Ostensible Subcontractor Affiliation: Hiring Third-Party Employees OK

Under the SBA’s ostensible subcontractor affiliation rule, hiring incumbent employees can be evidence of affiliation, but the importance of that staffing plan in an affiliation analysis depends on what role the incumbent contractor will play in the awardee’s performance of the contract.

In a recent size appeal decision, the awardee proposed to hire 85% of its personnel from the incumbent contractor, but the incumbent wasn’t proposed as a subcontractor–in fact, the incumbent was the company protesting the awardee’s small business size.  Under these circumstances, the SBA Office of Hearings and Appeals held, the awardee’s hiring of incumbent employees did not establish ostensible subcontractor affiliation.

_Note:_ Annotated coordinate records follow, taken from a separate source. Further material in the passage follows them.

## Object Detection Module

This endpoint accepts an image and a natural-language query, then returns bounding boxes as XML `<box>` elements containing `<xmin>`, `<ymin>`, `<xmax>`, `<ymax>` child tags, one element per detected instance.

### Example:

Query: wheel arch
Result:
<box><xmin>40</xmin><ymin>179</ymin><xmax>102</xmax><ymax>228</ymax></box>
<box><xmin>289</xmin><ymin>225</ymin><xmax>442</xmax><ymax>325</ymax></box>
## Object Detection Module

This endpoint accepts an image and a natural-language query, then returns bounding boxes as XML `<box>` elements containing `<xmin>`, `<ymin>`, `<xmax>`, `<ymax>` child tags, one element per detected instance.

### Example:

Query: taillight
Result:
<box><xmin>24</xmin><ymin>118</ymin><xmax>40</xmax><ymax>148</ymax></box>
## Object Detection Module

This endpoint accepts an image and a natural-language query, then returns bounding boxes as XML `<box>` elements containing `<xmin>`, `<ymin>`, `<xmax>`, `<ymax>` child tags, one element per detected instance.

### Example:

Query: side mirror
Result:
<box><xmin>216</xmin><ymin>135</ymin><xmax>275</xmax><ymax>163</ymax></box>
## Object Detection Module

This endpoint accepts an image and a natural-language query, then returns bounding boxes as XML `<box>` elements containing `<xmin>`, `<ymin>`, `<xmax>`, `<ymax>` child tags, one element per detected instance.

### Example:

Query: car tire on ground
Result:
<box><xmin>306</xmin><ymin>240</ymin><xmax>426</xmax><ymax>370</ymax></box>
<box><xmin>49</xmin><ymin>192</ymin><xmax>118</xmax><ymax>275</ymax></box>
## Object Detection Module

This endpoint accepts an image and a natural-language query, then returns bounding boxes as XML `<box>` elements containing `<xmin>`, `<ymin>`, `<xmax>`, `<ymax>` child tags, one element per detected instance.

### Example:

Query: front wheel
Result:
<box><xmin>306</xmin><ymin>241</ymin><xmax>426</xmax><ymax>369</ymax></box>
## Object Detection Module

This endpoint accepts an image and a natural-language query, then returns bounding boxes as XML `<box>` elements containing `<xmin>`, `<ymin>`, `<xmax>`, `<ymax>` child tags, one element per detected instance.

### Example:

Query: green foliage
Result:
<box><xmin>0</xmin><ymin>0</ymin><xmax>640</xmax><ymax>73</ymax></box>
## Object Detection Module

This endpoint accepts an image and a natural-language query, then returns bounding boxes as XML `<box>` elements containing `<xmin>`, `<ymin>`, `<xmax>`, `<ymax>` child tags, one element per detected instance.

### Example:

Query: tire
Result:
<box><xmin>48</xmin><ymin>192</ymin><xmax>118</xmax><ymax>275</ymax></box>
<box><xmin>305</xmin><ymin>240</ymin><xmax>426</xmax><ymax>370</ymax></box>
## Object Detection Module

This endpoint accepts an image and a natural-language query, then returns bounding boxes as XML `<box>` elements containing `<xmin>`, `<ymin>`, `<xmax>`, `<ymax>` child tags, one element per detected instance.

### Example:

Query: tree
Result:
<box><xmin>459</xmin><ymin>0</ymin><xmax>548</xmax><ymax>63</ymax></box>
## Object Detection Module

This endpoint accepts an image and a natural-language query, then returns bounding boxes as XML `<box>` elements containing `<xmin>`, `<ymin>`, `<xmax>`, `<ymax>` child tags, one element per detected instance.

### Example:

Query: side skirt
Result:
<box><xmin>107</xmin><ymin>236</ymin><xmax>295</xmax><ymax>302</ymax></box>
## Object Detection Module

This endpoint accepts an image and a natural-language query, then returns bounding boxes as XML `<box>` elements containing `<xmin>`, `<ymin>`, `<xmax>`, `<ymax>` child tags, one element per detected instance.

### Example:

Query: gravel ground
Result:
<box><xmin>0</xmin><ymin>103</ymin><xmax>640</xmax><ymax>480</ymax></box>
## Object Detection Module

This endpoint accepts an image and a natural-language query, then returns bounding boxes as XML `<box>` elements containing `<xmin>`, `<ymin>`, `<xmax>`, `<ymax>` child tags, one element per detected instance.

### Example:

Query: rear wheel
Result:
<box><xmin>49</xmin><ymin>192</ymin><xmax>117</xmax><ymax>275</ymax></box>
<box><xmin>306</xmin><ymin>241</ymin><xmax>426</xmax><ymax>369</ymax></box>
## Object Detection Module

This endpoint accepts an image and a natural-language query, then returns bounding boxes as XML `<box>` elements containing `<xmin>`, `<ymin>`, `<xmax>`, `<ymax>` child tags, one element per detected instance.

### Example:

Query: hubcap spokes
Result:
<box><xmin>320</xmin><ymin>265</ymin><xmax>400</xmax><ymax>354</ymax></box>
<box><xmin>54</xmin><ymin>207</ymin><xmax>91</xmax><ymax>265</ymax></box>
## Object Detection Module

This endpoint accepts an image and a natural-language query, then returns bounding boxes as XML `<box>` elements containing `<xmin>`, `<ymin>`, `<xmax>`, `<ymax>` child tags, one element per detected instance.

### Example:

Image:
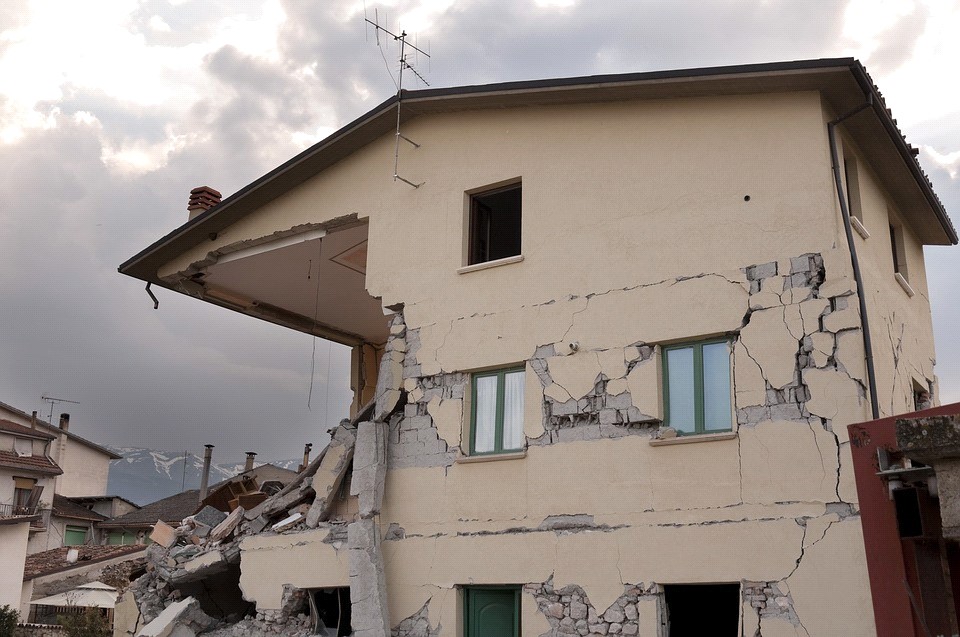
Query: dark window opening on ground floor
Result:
<box><xmin>663</xmin><ymin>583</ymin><xmax>740</xmax><ymax>637</ymax></box>
<box><xmin>310</xmin><ymin>587</ymin><xmax>353</xmax><ymax>637</ymax></box>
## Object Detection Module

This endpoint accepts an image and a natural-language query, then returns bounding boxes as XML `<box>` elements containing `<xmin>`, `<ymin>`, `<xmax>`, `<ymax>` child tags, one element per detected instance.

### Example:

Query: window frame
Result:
<box><xmin>468</xmin><ymin>365</ymin><xmax>527</xmax><ymax>456</ymax></box>
<box><xmin>463</xmin><ymin>177</ymin><xmax>523</xmax><ymax>268</ymax></box>
<box><xmin>460</xmin><ymin>584</ymin><xmax>523</xmax><ymax>637</ymax></box>
<box><xmin>660</xmin><ymin>337</ymin><xmax>736</xmax><ymax>437</ymax></box>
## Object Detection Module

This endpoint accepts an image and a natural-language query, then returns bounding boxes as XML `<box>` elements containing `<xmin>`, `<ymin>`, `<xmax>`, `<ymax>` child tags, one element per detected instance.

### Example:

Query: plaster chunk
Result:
<box><xmin>803</xmin><ymin>369</ymin><xmax>868</xmax><ymax>442</ymax></box>
<box><xmin>740</xmin><ymin>308</ymin><xmax>799</xmax><ymax>389</ymax></box>
<box><xmin>733</xmin><ymin>341</ymin><xmax>767</xmax><ymax>406</ymax></box>
<box><xmin>810</xmin><ymin>332</ymin><xmax>835</xmax><ymax>367</ymax></box>
<box><xmin>799</xmin><ymin>299</ymin><xmax>830</xmax><ymax>335</ymax></box>
<box><xmin>427</xmin><ymin>396</ymin><xmax>463</xmax><ymax>447</ymax></box>
<box><xmin>624</xmin><ymin>352</ymin><xmax>663</xmax><ymax>420</ymax></box>
<box><xmin>783</xmin><ymin>301</ymin><xmax>819</xmax><ymax>341</ymax></box>
<box><xmin>739</xmin><ymin>421</ymin><xmax>839</xmax><ymax>504</ymax></box>
<box><xmin>240</xmin><ymin>529</ymin><xmax>348</xmax><ymax>610</ymax></box>
<box><xmin>547</xmin><ymin>352</ymin><xmax>600</xmax><ymax>400</ymax></box>
<box><xmin>823</xmin><ymin>304</ymin><xmax>860</xmax><ymax>332</ymax></box>
<box><xmin>607</xmin><ymin>378</ymin><xmax>629</xmax><ymax>396</ymax></box>
<box><xmin>837</xmin><ymin>330</ymin><xmax>867</xmax><ymax>382</ymax></box>
<box><xmin>787</xmin><ymin>517</ymin><xmax>876</xmax><ymax>637</ymax></box>
<box><xmin>596</xmin><ymin>347</ymin><xmax>627</xmax><ymax>378</ymax></box>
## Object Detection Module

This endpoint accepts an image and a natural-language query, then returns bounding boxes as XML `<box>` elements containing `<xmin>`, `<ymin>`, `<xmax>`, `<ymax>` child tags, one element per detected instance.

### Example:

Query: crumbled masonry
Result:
<box><xmin>120</xmin><ymin>254</ymin><xmax>908</xmax><ymax>637</ymax></box>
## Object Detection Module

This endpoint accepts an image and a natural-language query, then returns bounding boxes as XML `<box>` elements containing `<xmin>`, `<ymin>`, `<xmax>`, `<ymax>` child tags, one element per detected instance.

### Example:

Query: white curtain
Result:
<box><xmin>473</xmin><ymin>376</ymin><xmax>497</xmax><ymax>453</ymax></box>
<box><xmin>503</xmin><ymin>371</ymin><xmax>524</xmax><ymax>450</ymax></box>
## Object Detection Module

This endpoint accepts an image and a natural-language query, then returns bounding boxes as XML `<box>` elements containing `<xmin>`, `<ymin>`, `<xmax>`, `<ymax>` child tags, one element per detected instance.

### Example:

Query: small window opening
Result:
<box><xmin>843</xmin><ymin>157</ymin><xmax>863</xmax><ymax>223</ymax></box>
<box><xmin>890</xmin><ymin>219</ymin><xmax>909</xmax><ymax>280</ymax></box>
<box><xmin>913</xmin><ymin>380</ymin><xmax>933</xmax><ymax>411</ymax></box>
<box><xmin>893</xmin><ymin>487</ymin><xmax>923</xmax><ymax>537</ymax></box>
<box><xmin>468</xmin><ymin>184</ymin><xmax>521</xmax><ymax>265</ymax></box>
<box><xmin>663</xmin><ymin>584</ymin><xmax>740</xmax><ymax>637</ymax></box>
<box><xmin>310</xmin><ymin>586</ymin><xmax>353</xmax><ymax>637</ymax></box>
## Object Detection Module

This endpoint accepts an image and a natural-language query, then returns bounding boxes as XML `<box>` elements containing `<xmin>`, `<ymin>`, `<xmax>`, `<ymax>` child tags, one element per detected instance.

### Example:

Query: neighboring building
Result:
<box><xmin>20</xmin><ymin>545</ymin><xmax>146</xmax><ymax>621</ymax></box>
<box><xmin>120</xmin><ymin>59</ymin><xmax>957</xmax><ymax>637</ymax></box>
<box><xmin>0</xmin><ymin>403</ymin><xmax>123</xmax><ymax>497</ymax></box>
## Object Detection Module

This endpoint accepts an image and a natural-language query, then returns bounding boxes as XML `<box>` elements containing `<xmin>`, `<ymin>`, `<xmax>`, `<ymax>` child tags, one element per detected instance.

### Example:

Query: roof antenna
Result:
<box><xmin>40</xmin><ymin>394</ymin><xmax>80</xmax><ymax>425</ymax></box>
<box><xmin>363</xmin><ymin>6</ymin><xmax>430</xmax><ymax>188</ymax></box>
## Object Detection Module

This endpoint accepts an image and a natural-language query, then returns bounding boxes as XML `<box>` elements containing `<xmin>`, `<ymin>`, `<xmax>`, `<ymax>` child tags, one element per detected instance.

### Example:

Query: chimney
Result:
<box><xmin>297</xmin><ymin>442</ymin><xmax>313</xmax><ymax>473</ymax></box>
<box><xmin>200</xmin><ymin>445</ymin><xmax>213</xmax><ymax>502</ymax></box>
<box><xmin>187</xmin><ymin>186</ymin><xmax>220</xmax><ymax>219</ymax></box>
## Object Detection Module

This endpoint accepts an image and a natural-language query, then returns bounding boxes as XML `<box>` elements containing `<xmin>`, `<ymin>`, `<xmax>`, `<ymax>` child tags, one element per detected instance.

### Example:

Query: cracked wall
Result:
<box><xmin>144</xmin><ymin>93</ymin><xmax>933</xmax><ymax>636</ymax></box>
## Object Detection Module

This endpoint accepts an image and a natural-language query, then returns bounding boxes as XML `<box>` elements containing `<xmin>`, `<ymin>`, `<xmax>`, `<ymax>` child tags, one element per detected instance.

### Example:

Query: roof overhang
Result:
<box><xmin>119</xmin><ymin>58</ymin><xmax>957</xmax><ymax>300</ymax></box>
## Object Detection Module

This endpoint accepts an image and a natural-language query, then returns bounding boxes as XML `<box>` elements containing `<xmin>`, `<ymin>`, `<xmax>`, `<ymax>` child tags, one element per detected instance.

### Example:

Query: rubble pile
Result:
<box><xmin>122</xmin><ymin>421</ymin><xmax>356</xmax><ymax>637</ymax></box>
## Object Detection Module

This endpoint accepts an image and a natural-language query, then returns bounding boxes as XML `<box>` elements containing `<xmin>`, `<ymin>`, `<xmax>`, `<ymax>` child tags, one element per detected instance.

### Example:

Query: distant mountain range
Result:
<box><xmin>107</xmin><ymin>447</ymin><xmax>302</xmax><ymax>505</ymax></box>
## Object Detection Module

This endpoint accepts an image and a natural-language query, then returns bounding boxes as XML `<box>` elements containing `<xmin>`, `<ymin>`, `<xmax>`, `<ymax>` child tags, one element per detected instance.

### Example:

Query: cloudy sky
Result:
<box><xmin>0</xmin><ymin>0</ymin><xmax>960</xmax><ymax>461</ymax></box>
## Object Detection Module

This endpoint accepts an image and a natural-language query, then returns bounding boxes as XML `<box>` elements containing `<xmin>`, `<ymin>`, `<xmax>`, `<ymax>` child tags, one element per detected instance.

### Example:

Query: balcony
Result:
<box><xmin>0</xmin><ymin>504</ymin><xmax>50</xmax><ymax>531</ymax></box>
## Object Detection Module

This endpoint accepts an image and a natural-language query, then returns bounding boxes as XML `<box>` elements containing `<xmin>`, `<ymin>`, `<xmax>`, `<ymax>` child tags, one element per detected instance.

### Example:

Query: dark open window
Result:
<box><xmin>663</xmin><ymin>584</ymin><xmax>740</xmax><ymax>637</ymax></box>
<box><xmin>468</xmin><ymin>184</ymin><xmax>521</xmax><ymax>265</ymax></box>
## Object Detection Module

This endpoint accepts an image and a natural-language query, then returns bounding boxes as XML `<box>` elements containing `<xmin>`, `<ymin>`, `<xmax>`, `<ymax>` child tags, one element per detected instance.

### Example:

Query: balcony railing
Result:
<box><xmin>0</xmin><ymin>504</ymin><xmax>40</xmax><ymax>518</ymax></box>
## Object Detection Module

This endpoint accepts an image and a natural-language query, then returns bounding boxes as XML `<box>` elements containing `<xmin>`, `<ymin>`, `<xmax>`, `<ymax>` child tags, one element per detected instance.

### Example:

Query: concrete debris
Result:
<box><xmin>271</xmin><ymin>513</ymin><xmax>303</xmax><ymax>531</ymax></box>
<box><xmin>137</xmin><ymin>597</ymin><xmax>217</xmax><ymax>637</ymax></box>
<box><xmin>208</xmin><ymin>507</ymin><xmax>245</xmax><ymax>542</ymax></box>
<box><xmin>150</xmin><ymin>520</ymin><xmax>177</xmax><ymax>547</ymax></box>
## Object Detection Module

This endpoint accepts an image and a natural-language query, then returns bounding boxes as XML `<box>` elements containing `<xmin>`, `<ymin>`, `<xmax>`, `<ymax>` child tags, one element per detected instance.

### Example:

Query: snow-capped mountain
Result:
<box><xmin>107</xmin><ymin>447</ymin><xmax>300</xmax><ymax>505</ymax></box>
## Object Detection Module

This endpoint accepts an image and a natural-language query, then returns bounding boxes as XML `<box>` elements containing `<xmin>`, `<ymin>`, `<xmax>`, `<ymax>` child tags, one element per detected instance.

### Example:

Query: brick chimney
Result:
<box><xmin>187</xmin><ymin>186</ymin><xmax>220</xmax><ymax>219</ymax></box>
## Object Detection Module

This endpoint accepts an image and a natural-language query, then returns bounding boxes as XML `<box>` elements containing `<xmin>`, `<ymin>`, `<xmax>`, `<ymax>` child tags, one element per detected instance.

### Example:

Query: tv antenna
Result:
<box><xmin>40</xmin><ymin>396</ymin><xmax>80</xmax><ymax>425</ymax></box>
<box><xmin>363</xmin><ymin>7</ymin><xmax>430</xmax><ymax>188</ymax></box>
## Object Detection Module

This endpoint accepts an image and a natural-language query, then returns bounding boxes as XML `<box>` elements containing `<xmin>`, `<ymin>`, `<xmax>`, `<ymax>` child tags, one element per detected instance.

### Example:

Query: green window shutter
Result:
<box><xmin>469</xmin><ymin>367</ymin><xmax>526</xmax><ymax>455</ymax></box>
<box><xmin>63</xmin><ymin>526</ymin><xmax>87</xmax><ymax>546</ymax></box>
<box><xmin>663</xmin><ymin>340</ymin><xmax>733</xmax><ymax>436</ymax></box>
<box><xmin>464</xmin><ymin>587</ymin><xmax>520</xmax><ymax>637</ymax></box>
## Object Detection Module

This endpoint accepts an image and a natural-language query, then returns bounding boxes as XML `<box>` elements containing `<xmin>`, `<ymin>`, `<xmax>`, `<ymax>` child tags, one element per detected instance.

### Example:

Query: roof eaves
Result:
<box><xmin>850</xmin><ymin>60</ymin><xmax>958</xmax><ymax>245</ymax></box>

OHA’s decision in Size Appeal of Synergy Solutions, Inc., SBA No. SIZ-5843 (2017) involved a DOE solicitation to support the National Nuclear Security Administration’s Office of Personnel and Facility Clearances at Kirtland Air Force Base.  The solicitation was issued as a small business set-aside under NAICS code 541690, with a corresponding $15 million size standard.

TUVA, LLC submitted a proposal.  TUVA proposed to use two subcontractors: SAVA Workforce Solutions, LLC and Inquiries Inc.  Of the 55 Full Time Equivalents who would work on the contract, TUVA and its subcontractors intended to hire 85% from the incumbent contractor, Synergy Solutions, Inc.

After evaluating competitive proposals, the agency awarded the contract to TUVA.  Synergy filed a size protest, asserting that TUVA was affiliated with its subcontractors under the ostensible subcontractor affiliation rule.

The SBA Area Office issued a size determination finding TUVA to be a small business.  With respect to TUVA’s proposed staffing, the SBA Area Office held that TUVA’s plan to hire 85% of the incumbent personnel was not indicative of ostensible subcontractor affiliation because the incumbent contractor–Synergy–was not proposed as TUVA’s subcontractor.

Synergy filed a size appeal with OHA.  Among its arguments, Synergy asserted that TUVA’s staffing plan demonstrated that TUVA lacked relevant experience and expertise, and that “it is possible” that TUVA would rely on its subcontractors if it was unable to successfully recruit or retain the incumbent employees.

OHA noted that “TUVA proposes to hire a large portion of its workforce (85%) from the incumbent contractor.”  In this case, however, “that concern is not one of TUVA’s proposed subcontractors; rather, the incumbent is [Synergy] itself.”  OHA wrote that, in a previous case, it had held that “there was no ostensible subcontractor violation where the awardee had proposed to hire the incumbent workforce from a firm other than its proposed subcontractors.  That fact pattern is present here.”

OHA denied Synergy’s size appeal.

As OHA has often written, ostensible subcontractor affiliation cases are intensely fact-specific, so Synergy Solutions doesn’t necessarily mean that hiring employees from a third party could never factor into an affiliation analysis.  That said, OHA’s decision is logical: the question at the heart of the ostensible subcontractor rule is whether the awardee is unusually reliant on its subcontractors.  Where, as in Synergy Solutions, the incumbent contractor isn’t proposed as a subcontractor, it may be quite difficult for a protester to show that the awardee’s hiring of incumbent staff demonstrates such unusual reliance.